Он неподвижно лежал за кустарником. Мурлыкала речка. Мелькали, словно яркие пятна, птицы, что-то щебеча друг другу. Они казались Дику шпионами, следящими за его приготовлениями, чтобы потом рассказать о них всем обитателям зарослей. Но он лежал неподвижно. Всё сильнее и сильнее хотелось есть, а желание двигаться становилось непереносимым. Дик мечтал о том, как он вскочит и помчится на поиски животного, которое можно было бы подстрелить. Но он понимал: при его неопытности и плохой стрельбе ничего хорошего из этого не выйдет. Он заставил себя лежать неподвижно.

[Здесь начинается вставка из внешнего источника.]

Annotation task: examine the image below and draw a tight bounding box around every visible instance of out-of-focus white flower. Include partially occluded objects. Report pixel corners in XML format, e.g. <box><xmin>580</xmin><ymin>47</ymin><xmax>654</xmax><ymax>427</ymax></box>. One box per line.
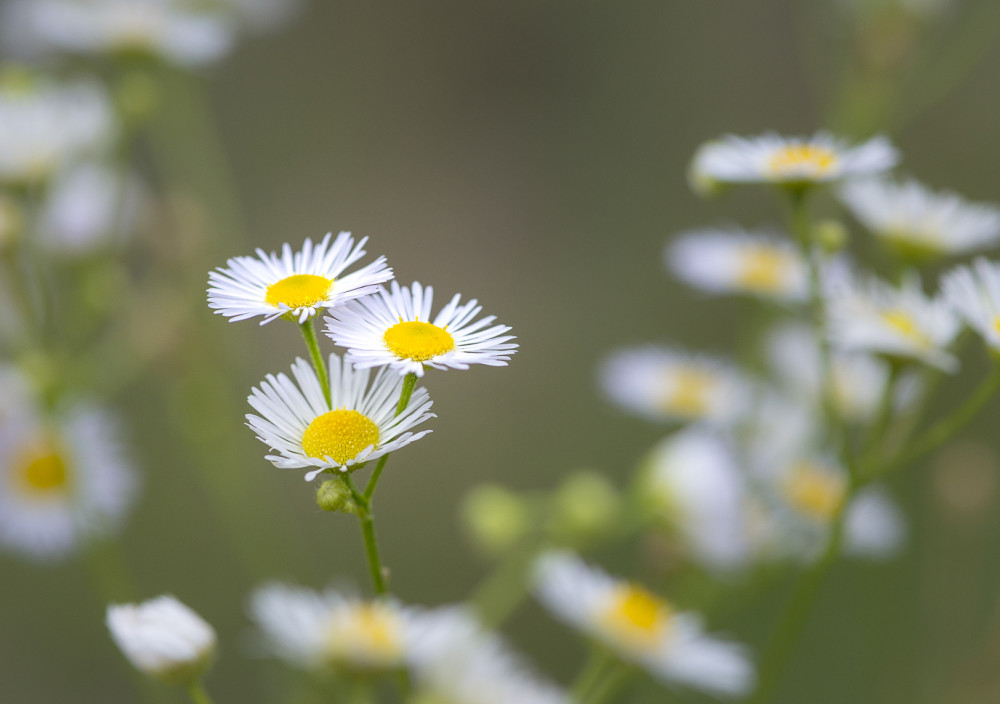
<box><xmin>666</xmin><ymin>229</ymin><xmax>807</xmax><ymax>301</ymax></box>
<box><xmin>640</xmin><ymin>427</ymin><xmax>749</xmax><ymax>570</ymax></box>
<box><xmin>0</xmin><ymin>406</ymin><xmax>137</xmax><ymax>560</ymax></box>
<box><xmin>107</xmin><ymin>596</ymin><xmax>216</xmax><ymax>685</ymax></box>
<box><xmin>827</xmin><ymin>274</ymin><xmax>960</xmax><ymax>372</ymax></box>
<box><xmin>407</xmin><ymin>607</ymin><xmax>570</xmax><ymax>704</ymax></box>
<box><xmin>0</xmin><ymin>0</ymin><xmax>237</xmax><ymax>66</ymax></box>
<box><xmin>250</xmin><ymin>583</ymin><xmax>415</xmax><ymax>672</ymax></box>
<box><xmin>840</xmin><ymin>179</ymin><xmax>1000</xmax><ymax>257</ymax></box>
<box><xmin>535</xmin><ymin>553</ymin><xmax>755</xmax><ymax>697</ymax></box>
<box><xmin>208</xmin><ymin>232</ymin><xmax>392</xmax><ymax>325</ymax></box>
<box><xmin>691</xmin><ymin>132</ymin><xmax>899</xmax><ymax>187</ymax></box>
<box><xmin>326</xmin><ymin>281</ymin><xmax>517</xmax><ymax>376</ymax></box>
<box><xmin>0</xmin><ymin>73</ymin><xmax>114</xmax><ymax>184</ymax></box>
<box><xmin>941</xmin><ymin>258</ymin><xmax>1000</xmax><ymax>352</ymax></box>
<box><xmin>600</xmin><ymin>346</ymin><xmax>749</xmax><ymax>423</ymax></box>
<box><xmin>247</xmin><ymin>354</ymin><xmax>434</xmax><ymax>481</ymax></box>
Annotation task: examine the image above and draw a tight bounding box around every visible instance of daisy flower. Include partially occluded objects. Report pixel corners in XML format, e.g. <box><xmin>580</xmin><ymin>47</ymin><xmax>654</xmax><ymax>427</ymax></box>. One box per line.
<box><xmin>534</xmin><ymin>552</ymin><xmax>755</xmax><ymax>697</ymax></box>
<box><xmin>208</xmin><ymin>232</ymin><xmax>392</xmax><ymax>325</ymax></box>
<box><xmin>600</xmin><ymin>346</ymin><xmax>748</xmax><ymax>423</ymax></box>
<box><xmin>246</xmin><ymin>354</ymin><xmax>434</xmax><ymax>481</ymax></box>
<box><xmin>106</xmin><ymin>596</ymin><xmax>216</xmax><ymax>684</ymax></box>
<box><xmin>326</xmin><ymin>281</ymin><xmax>517</xmax><ymax>376</ymax></box>
<box><xmin>941</xmin><ymin>258</ymin><xmax>1000</xmax><ymax>352</ymax></box>
<box><xmin>250</xmin><ymin>583</ymin><xmax>415</xmax><ymax>672</ymax></box>
<box><xmin>840</xmin><ymin>179</ymin><xmax>1000</xmax><ymax>257</ymax></box>
<box><xmin>691</xmin><ymin>132</ymin><xmax>899</xmax><ymax>188</ymax></box>
<box><xmin>0</xmin><ymin>406</ymin><xmax>137</xmax><ymax>560</ymax></box>
<box><xmin>666</xmin><ymin>229</ymin><xmax>807</xmax><ymax>301</ymax></box>
<box><xmin>827</xmin><ymin>274</ymin><xmax>960</xmax><ymax>372</ymax></box>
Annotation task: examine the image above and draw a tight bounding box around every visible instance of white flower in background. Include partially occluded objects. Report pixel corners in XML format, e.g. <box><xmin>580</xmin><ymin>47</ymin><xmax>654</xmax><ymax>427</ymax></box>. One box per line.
<box><xmin>827</xmin><ymin>274</ymin><xmax>960</xmax><ymax>372</ymax></box>
<box><xmin>640</xmin><ymin>427</ymin><xmax>749</xmax><ymax>571</ymax></box>
<box><xmin>600</xmin><ymin>346</ymin><xmax>749</xmax><ymax>423</ymax></box>
<box><xmin>208</xmin><ymin>232</ymin><xmax>392</xmax><ymax>325</ymax></box>
<box><xmin>0</xmin><ymin>72</ymin><xmax>114</xmax><ymax>185</ymax></box>
<box><xmin>691</xmin><ymin>132</ymin><xmax>899</xmax><ymax>186</ymax></box>
<box><xmin>0</xmin><ymin>0</ymin><xmax>237</xmax><ymax>66</ymax></box>
<box><xmin>0</xmin><ymin>406</ymin><xmax>137</xmax><ymax>559</ymax></box>
<box><xmin>250</xmin><ymin>583</ymin><xmax>415</xmax><ymax>671</ymax></box>
<box><xmin>407</xmin><ymin>607</ymin><xmax>570</xmax><ymax>704</ymax></box>
<box><xmin>941</xmin><ymin>258</ymin><xmax>1000</xmax><ymax>352</ymax></box>
<box><xmin>534</xmin><ymin>553</ymin><xmax>755</xmax><ymax>697</ymax></box>
<box><xmin>107</xmin><ymin>595</ymin><xmax>216</xmax><ymax>685</ymax></box>
<box><xmin>666</xmin><ymin>229</ymin><xmax>807</xmax><ymax>301</ymax></box>
<box><xmin>247</xmin><ymin>354</ymin><xmax>434</xmax><ymax>481</ymax></box>
<box><xmin>840</xmin><ymin>179</ymin><xmax>1000</xmax><ymax>257</ymax></box>
<box><xmin>326</xmin><ymin>281</ymin><xmax>517</xmax><ymax>376</ymax></box>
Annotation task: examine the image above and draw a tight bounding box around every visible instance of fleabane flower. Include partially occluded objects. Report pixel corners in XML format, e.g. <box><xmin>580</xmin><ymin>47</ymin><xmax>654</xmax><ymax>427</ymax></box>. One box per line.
<box><xmin>106</xmin><ymin>595</ymin><xmax>216</xmax><ymax>685</ymax></box>
<box><xmin>600</xmin><ymin>346</ymin><xmax>748</xmax><ymax>423</ymax></box>
<box><xmin>691</xmin><ymin>132</ymin><xmax>899</xmax><ymax>190</ymax></box>
<box><xmin>0</xmin><ymin>405</ymin><xmax>137</xmax><ymax>560</ymax></box>
<box><xmin>941</xmin><ymin>258</ymin><xmax>1000</xmax><ymax>353</ymax></box>
<box><xmin>407</xmin><ymin>607</ymin><xmax>570</xmax><ymax>704</ymax></box>
<box><xmin>840</xmin><ymin>179</ymin><xmax>1000</xmax><ymax>259</ymax></box>
<box><xmin>247</xmin><ymin>354</ymin><xmax>434</xmax><ymax>481</ymax></box>
<box><xmin>666</xmin><ymin>229</ymin><xmax>807</xmax><ymax>301</ymax></box>
<box><xmin>250</xmin><ymin>583</ymin><xmax>415</xmax><ymax>672</ymax></box>
<box><xmin>827</xmin><ymin>274</ymin><xmax>960</xmax><ymax>372</ymax></box>
<box><xmin>534</xmin><ymin>552</ymin><xmax>755</xmax><ymax>697</ymax></box>
<box><xmin>208</xmin><ymin>232</ymin><xmax>392</xmax><ymax>325</ymax></box>
<box><xmin>326</xmin><ymin>281</ymin><xmax>517</xmax><ymax>376</ymax></box>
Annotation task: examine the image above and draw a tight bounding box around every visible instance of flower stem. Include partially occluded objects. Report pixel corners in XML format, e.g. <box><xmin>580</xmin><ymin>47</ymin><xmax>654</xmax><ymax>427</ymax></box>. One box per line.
<box><xmin>299</xmin><ymin>318</ymin><xmax>331</xmax><ymax>408</ymax></box>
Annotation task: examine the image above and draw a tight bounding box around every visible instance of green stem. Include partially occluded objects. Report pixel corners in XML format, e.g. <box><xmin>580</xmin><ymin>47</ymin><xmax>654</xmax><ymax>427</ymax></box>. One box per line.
<box><xmin>299</xmin><ymin>318</ymin><xmax>332</xmax><ymax>408</ymax></box>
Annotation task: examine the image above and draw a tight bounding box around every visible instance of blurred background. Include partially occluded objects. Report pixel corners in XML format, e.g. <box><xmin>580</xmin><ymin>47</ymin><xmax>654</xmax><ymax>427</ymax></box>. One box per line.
<box><xmin>0</xmin><ymin>0</ymin><xmax>1000</xmax><ymax>704</ymax></box>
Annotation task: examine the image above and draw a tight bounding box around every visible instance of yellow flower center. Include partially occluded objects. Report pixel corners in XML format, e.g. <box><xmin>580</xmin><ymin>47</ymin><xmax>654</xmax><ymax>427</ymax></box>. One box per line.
<box><xmin>737</xmin><ymin>247</ymin><xmax>788</xmax><ymax>292</ymax></box>
<box><xmin>785</xmin><ymin>465</ymin><xmax>847</xmax><ymax>522</ymax></box>
<box><xmin>385</xmin><ymin>321</ymin><xmax>455</xmax><ymax>362</ymax></box>
<box><xmin>768</xmin><ymin>143</ymin><xmax>837</xmax><ymax>176</ymax></box>
<box><xmin>264</xmin><ymin>274</ymin><xmax>333</xmax><ymax>308</ymax></box>
<box><xmin>302</xmin><ymin>409</ymin><xmax>379</xmax><ymax>464</ymax></box>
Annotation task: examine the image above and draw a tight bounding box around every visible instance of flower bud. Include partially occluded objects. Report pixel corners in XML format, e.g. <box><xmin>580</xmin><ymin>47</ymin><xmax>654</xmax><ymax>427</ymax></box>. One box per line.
<box><xmin>106</xmin><ymin>595</ymin><xmax>216</xmax><ymax>685</ymax></box>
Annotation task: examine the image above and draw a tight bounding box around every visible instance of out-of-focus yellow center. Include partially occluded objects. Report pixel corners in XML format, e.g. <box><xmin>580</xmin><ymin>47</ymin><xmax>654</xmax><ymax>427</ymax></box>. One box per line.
<box><xmin>385</xmin><ymin>321</ymin><xmax>455</xmax><ymax>362</ymax></box>
<box><xmin>785</xmin><ymin>465</ymin><xmax>847</xmax><ymax>522</ymax></box>
<box><xmin>264</xmin><ymin>274</ymin><xmax>333</xmax><ymax>308</ymax></box>
<box><xmin>302</xmin><ymin>409</ymin><xmax>379</xmax><ymax>464</ymax></box>
<box><xmin>737</xmin><ymin>247</ymin><xmax>788</xmax><ymax>292</ymax></box>
<box><xmin>767</xmin><ymin>143</ymin><xmax>837</xmax><ymax>176</ymax></box>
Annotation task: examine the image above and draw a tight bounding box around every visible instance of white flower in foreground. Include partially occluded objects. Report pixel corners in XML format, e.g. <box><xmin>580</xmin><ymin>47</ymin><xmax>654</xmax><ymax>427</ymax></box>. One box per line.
<box><xmin>247</xmin><ymin>354</ymin><xmax>434</xmax><ymax>481</ymax></box>
<box><xmin>840</xmin><ymin>179</ymin><xmax>1000</xmax><ymax>256</ymax></box>
<box><xmin>407</xmin><ymin>607</ymin><xmax>570</xmax><ymax>704</ymax></box>
<box><xmin>107</xmin><ymin>596</ymin><xmax>216</xmax><ymax>685</ymax></box>
<box><xmin>250</xmin><ymin>583</ymin><xmax>415</xmax><ymax>671</ymax></box>
<box><xmin>827</xmin><ymin>274</ymin><xmax>960</xmax><ymax>372</ymax></box>
<box><xmin>326</xmin><ymin>281</ymin><xmax>517</xmax><ymax>376</ymax></box>
<box><xmin>666</xmin><ymin>229</ymin><xmax>807</xmax><ymax>301</ymax></box>
<box><xmin>0</xmin><ymin>74</ymin><xmax>114</xmax><ymax>185</ymax></box>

И он был вознагражден за это. Внезапно и совершенно беззвучно из травы выглянула коричневая мордочка. Неуклюжий темный зверек спрыгнул вниз, к воде. Лучи солнца падали на него, и Дик видел темный, красноватосерый густой и грубый мех. Зверек напился, поднял мордочку, мигнул и огляделся, свесив черные передние лапы.
Дик тщательно прицелился и выстрелил. В первый момент ему показалось, что выстрел не попал в цель, но потом он увидел, что животное, сделав попытку повернуться и убежать, упало на бок, дрыгая лапами. Дик перебежал через речку и остановился над зверьком в недоумении, не зная, чем прикончить его, – в руках не было ни ножа, ни дубинки. Почему он не сделал себе дубинку! Душить животное Дику было неприятно, а тратить патрон на то, чтобы убить его, тоже было невозможно. Поэтому он поднял всё еще слабо бьющегося валлаби и опустил головой в воду. Зверек скоро издох, но кровь продолжала капать на светлый мех брюшка, а черный хвост колыхался в речке.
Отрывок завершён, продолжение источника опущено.